Dakarmidi – Il n’a pas eu les projecteurs de la génération 2002. Pas de Mondial, pas de gros contrat en Ligue 1. Mais Abdoulaye M’Baye a ouvert des chemins. Né le 13 novembre 1973 à Dakar, 1m90, front haut. Dans les années 90, on appelait ça un « 9 de surface ». M’Baye, c’était ça et plus encore : un roc. Il prenait les coups, remettait de la tête, et quand il armait, le gardien priait. Son CV ressemble à un passeport plein de tampons. ASC Diaraf pour les premiers pas. Puis le Maroc : Stade Marocain, Wydad de Fès, Wydad Casablanca. La Tunisie avec le Club Africain. Et enfin l’Europe par le Nord. Juin 2000. Tromsø.
Au-dessus du cercle polaire. Pendant que d’autres rêvaient de Paris, lui affrontait le froid et la nuit. Pari gagné. En 2001, il finit meilleur buteur du club en Tippeligaen avec 6 buts. Le club descend, lui reste debout. Il reviendra en Norvège à Vålerenga et Aalesund, avec un détour par la Chine à Shanghai entre-temps. Un footballeur ouvrier. En équipe nationale, 3 sélections et 1 but entre 1998 et 2000. Peu ? Oui. Mais porter le maillot des Lions à cette époque, c’était déjà une fierté immense.
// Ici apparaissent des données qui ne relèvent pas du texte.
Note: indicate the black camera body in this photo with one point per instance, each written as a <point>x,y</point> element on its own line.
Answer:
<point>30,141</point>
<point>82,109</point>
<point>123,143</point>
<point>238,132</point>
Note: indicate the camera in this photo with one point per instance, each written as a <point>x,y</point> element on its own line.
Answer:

Issu d’une famille qui tient l’honneur et la dignité au plus haut point, il mène une vie tranquille au milieu des siens qui lui vouent une grande admiration.
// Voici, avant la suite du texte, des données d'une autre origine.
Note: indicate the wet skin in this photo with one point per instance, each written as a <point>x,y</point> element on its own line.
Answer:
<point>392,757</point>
Il peut se vanter aujourd’hui d’avoir consacré le meilleur de sa jeunesse à ce jeu merveilleux qu’est le football devenu de nos jours une véritable religion à laquelle l’humanité entière a adhéré. Son exemple de persévérance, de résilience et d’intelligence assumée, est un modèle à copier et un exemple à imiter pour la jeunesse d’aujourd’hui confrontée aux mutations de la vie et à ses vicissitudes déroutantes.